To be sure, having a degree can help, especially if its a degree from a prestige university – but mostly its a help in getting someone ensconced in government or corporate bureaucracy. This is because of a combination of “old boy” networks and hiring manager laziness – given a choice between a guy with a degree from Podunk U and Harvard, the hiring manager will take the Harvard applicant simply because Harvard has a good reputation and so even if the new hire turns out to be a bonehead, the man who hired him can credibly say, “hey, how was I to know? The kid has a degree from Harvard!”. So, too, with the choice between the Podunk U graduate and the kid with the high school diploma or GED – the hiring manager will make it easy on himself, rather than actually try to determine who has the better skill set.

But suppose you are one who doesn’t have a hankering for climbing the bureaucratic ladder? Maybe a person likes constructing things, and so would like to start up a construction business. Perhaps another likes the hustle and bustle of a sales job and so looks into opening up an appliance store. And then there’s the person who has a bit of artistic talent and thus wants make sculptures for people’s gardens. On and on it goes – a whole bunch of things, mostly very useful, for which a college degree would be mostly useless. And therein lies the rub – we’ve got this education system which is a one-size-fits-all-everyone-goes-to-college bit of nonsense.

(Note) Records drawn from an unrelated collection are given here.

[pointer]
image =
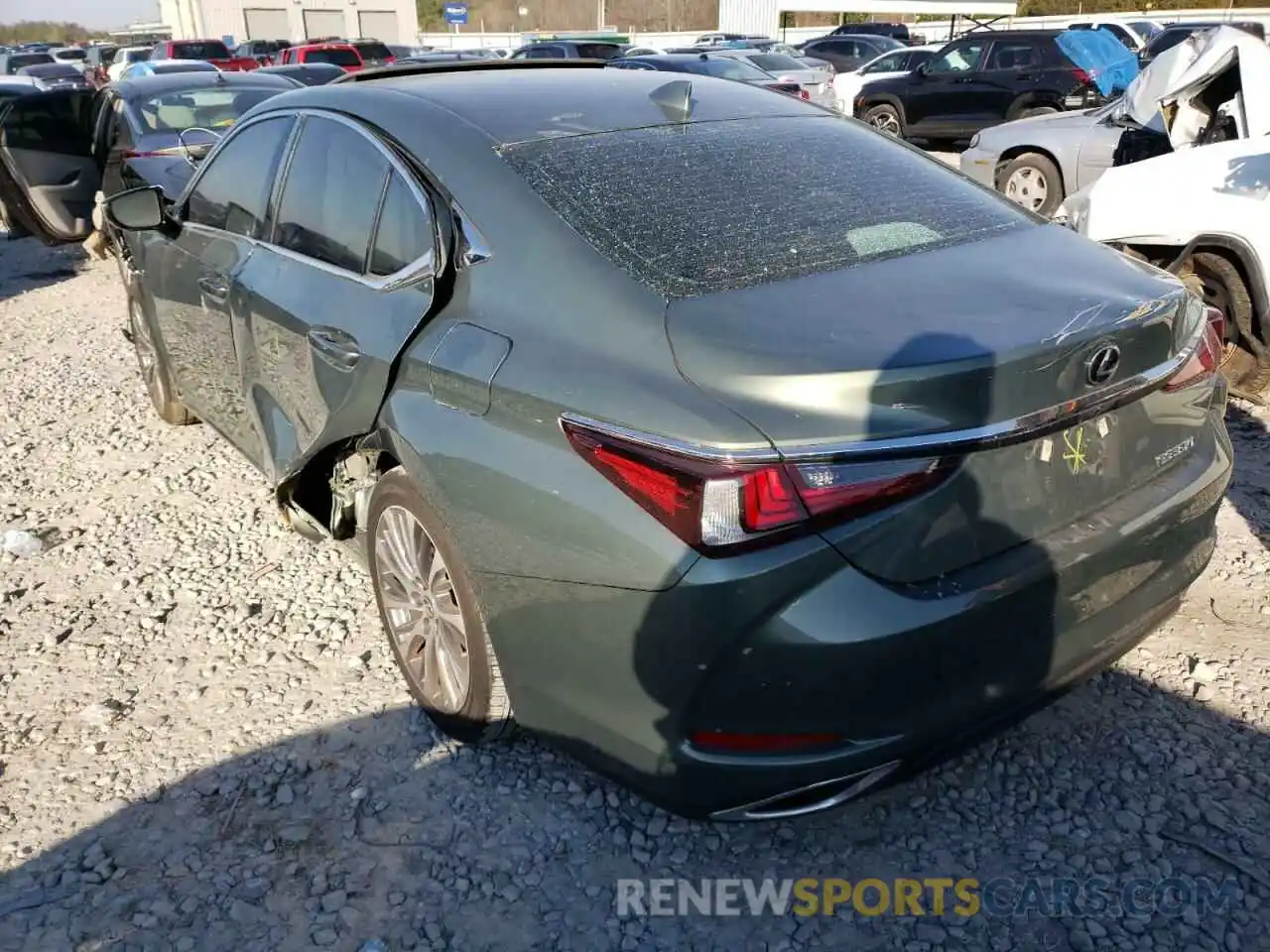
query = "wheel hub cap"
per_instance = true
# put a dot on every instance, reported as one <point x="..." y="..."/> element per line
<point x="422" y="610"/>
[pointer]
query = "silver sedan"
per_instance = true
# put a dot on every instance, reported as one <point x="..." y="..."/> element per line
<point x="1037" y="163"/>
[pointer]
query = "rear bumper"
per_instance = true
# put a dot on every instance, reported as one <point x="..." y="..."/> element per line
<point x="798" y="642"/>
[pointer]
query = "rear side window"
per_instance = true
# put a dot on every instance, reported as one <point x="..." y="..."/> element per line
<point x="208" y="50"/>
<point x="404" y="234"/>
<point x="662" y="202"/>
<point x="55" y="122"/>
<point x="331" y="225"/>
<point x="234" y="193"/>
<point x="598" y="51"/>
<point x="335" y="58"/>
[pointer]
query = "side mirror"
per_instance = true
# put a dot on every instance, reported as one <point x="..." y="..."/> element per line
<point x="136" y="209"/>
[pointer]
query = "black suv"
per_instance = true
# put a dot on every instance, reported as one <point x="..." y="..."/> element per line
<point x="975" y="81"/>
<point x="896" y="31"/>
<point x="848" y="53"/>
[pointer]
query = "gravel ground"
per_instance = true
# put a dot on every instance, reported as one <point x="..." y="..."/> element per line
<point x="204" y="746"/>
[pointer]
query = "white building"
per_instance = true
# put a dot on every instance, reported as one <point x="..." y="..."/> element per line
<point x="765" y="16"/>
<point x="390" y="21"/>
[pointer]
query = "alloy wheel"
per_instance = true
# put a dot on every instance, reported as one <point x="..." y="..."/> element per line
<point x="1028" y="186"/>
<point x="422" y="610"/>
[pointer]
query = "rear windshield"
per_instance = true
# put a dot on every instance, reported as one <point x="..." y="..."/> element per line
<point x="19" y="60"/>
<point x="708" y="207"/>
<point x="724" y="67"/>
<point x="776" y="62"/>
<point x="336" y="58"/>
<point x="203" y="50"/>
<point x="207" y="108"/>
<point x="598" y="51"/>
<point x="373" y="51"/>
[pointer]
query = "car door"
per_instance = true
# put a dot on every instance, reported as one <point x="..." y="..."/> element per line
<point x="49" y="176"/>
<point x="934" y="98"/>
<point x="343" y="284"/>
<point x="222" y="218"/>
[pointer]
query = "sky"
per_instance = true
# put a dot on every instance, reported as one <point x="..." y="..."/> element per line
<point x="90" y="13"/>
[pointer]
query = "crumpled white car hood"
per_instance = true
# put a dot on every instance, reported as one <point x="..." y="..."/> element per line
<point x="1166" y="94"/>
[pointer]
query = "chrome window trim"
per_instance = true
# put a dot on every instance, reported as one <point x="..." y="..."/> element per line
<point x="996" y="435"/>
<point x="427" y="266"/>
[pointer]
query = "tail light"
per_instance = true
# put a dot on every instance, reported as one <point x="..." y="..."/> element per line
<point x="720" y="506"/>
<point x="1206" y="354"/>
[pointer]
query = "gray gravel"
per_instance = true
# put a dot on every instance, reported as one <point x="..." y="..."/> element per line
<point x="203" y="744"/>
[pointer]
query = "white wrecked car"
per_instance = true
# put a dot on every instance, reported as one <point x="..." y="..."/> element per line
<point x="1198" y="203"/>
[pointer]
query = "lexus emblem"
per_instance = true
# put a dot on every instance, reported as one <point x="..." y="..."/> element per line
<point x="1102" y="365"/>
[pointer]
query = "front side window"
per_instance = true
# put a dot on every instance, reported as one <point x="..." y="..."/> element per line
<point x="1011" y="56"/>
<point x="405" y="231"/>
<point x="331" y="225"/>
<point x="890" y="62"/>
<point x="959" y="59"/>
<point x="232" y="193"/>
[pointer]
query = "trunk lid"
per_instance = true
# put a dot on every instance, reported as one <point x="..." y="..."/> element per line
<point x="960" y="339"/>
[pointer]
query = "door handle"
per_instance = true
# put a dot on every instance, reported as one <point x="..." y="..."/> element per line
<point x="335" y="347"/>
<point x="214" y="287"/>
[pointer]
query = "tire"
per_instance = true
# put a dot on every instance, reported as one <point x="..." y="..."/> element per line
<point x="404" y="538"/>
<point x="1033" y="181"/>
<point x="154" y="373"/>
<point x="885" y="119"/>
<point x="1218" y="282"/>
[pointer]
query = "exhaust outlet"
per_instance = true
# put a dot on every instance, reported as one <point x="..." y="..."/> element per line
<point x="808" y="800"/>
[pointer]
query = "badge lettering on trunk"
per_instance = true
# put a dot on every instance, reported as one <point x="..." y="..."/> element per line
<point x="1101" y="365"/>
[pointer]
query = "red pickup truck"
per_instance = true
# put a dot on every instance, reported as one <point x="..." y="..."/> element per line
<point x="212" y="51"/>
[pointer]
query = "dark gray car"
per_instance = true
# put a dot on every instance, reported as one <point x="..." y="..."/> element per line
<point x="752" y="518"/>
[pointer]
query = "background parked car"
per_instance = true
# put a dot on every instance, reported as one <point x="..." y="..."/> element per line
<point x="263" y="51"/>
<point x="56" y="75"/>
<point x="313" y="73"/>
<point x="373" y="53"/>
<point x="12" y="62"/>
<point x="979" y="80"/>
<point x="125" y="58"/>
<point x="570" y="50"/>
<point x="849" y="53"/>
<point x="818" y="84"/>
<point x="164" y="67"/>
<point x="719" y="64"/>
<point x="897" y="62"/>
<point x="99" y="59"/>
<point x="341" y="55"/>
<point x="212" y="51"/>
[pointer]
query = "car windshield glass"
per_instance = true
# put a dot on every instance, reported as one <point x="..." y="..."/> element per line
<point x="724" y="67"/>
<point x="373" y="51"/>
<point x="203" y="108"/>
<point x="336" y="58"/>
<point x="204" y="50"/>
<point x="662" y="202"/>
<point x="775" y="62"/>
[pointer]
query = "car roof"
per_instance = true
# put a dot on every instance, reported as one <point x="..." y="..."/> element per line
<point x="157" y="85"/>
<point x="521" y="104"/>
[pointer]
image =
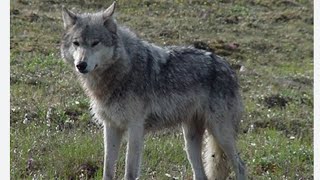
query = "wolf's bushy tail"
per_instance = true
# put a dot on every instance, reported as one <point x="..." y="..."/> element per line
<point x="216" y="163"/>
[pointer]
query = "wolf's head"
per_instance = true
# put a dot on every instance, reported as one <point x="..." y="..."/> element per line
<point x="89" y="39"/>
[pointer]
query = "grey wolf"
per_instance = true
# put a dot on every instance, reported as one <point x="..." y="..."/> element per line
<point x="136" y="87"/>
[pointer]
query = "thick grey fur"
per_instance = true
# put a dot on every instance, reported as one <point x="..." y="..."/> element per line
<point x="136" y="87"/>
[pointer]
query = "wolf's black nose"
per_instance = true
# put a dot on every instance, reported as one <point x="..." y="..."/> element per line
<point x="82" y="66"/>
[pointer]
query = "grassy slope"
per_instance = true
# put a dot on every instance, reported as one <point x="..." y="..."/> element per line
<point x="51" y="135"/>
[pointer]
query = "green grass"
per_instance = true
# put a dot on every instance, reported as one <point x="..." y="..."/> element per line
<point x="53" y="136"/>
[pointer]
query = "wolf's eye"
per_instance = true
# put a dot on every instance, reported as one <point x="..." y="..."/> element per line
<point x="76" y="43"/>
<point x="95" y="43"/>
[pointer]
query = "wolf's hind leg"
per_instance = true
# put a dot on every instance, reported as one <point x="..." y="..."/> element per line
<point x="134" y="151"/>
<point x="224" y="136"/>
<point x="193" y="134"/>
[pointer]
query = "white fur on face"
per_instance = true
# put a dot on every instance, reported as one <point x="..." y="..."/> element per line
<point x="93" y="56"/>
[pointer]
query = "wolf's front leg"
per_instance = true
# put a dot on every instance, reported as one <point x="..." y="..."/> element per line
<point x="112" y="140"/>
<point x="134" y="151"/>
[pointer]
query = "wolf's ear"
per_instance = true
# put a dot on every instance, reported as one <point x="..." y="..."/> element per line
<point x="69" y="18"/>
<point x="108" y="20"/>
<point x="109" y="12"/>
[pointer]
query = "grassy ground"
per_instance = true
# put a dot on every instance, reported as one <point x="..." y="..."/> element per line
<point x="268" y="42"/>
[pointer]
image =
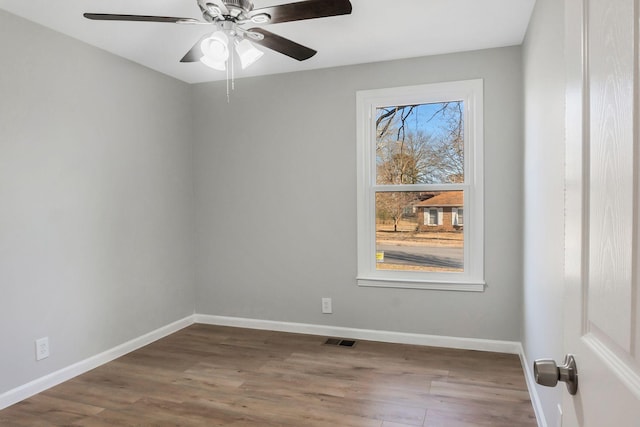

And even in that nonsense it fails miserably given the number of kids who wind up illiterate after spending years in the education system.

In my view, public education in America is a racket – and higher education the most corrupt part of it. We’re pouring huge sums of money into institutions which give a new definition to “getting richer by degrees”. Kids are burdened with absurd student loans, taxpayers are burdened with grants for un-needed education programs (can anyone think of one reason the US taxpayer should in any way, shape or form provide assistance to law schools?), tenured radicals pollute our political system, bloated education bureaucracies provide sinecures for liberals who then lobby for more funding, ad infinitum. Time to cut out the cancer – time, that is, for conservatism to take a hand at education reform.

The best thing we can do is to terminate the idiotic student loan program and opt instead for a series of grants based on income level and academic achievement. And the grants will be “X” dollars and no more – the schools will still want the money, and so they’ll be forced to cut their prices to match the grants, and this will make college more genuinely affordable to those middle and upper class kids who would not be eligible for the grants given to poor kids. After that, we can come up with a host of other reforms (free medical school – if you commit to serving 6 years in a poor area of the country, eg), but we can gut this education scam right out the gate by getting rid of the student loans and other government programs which have only inflated the cost of education and provided funding for Democrats and their supporters.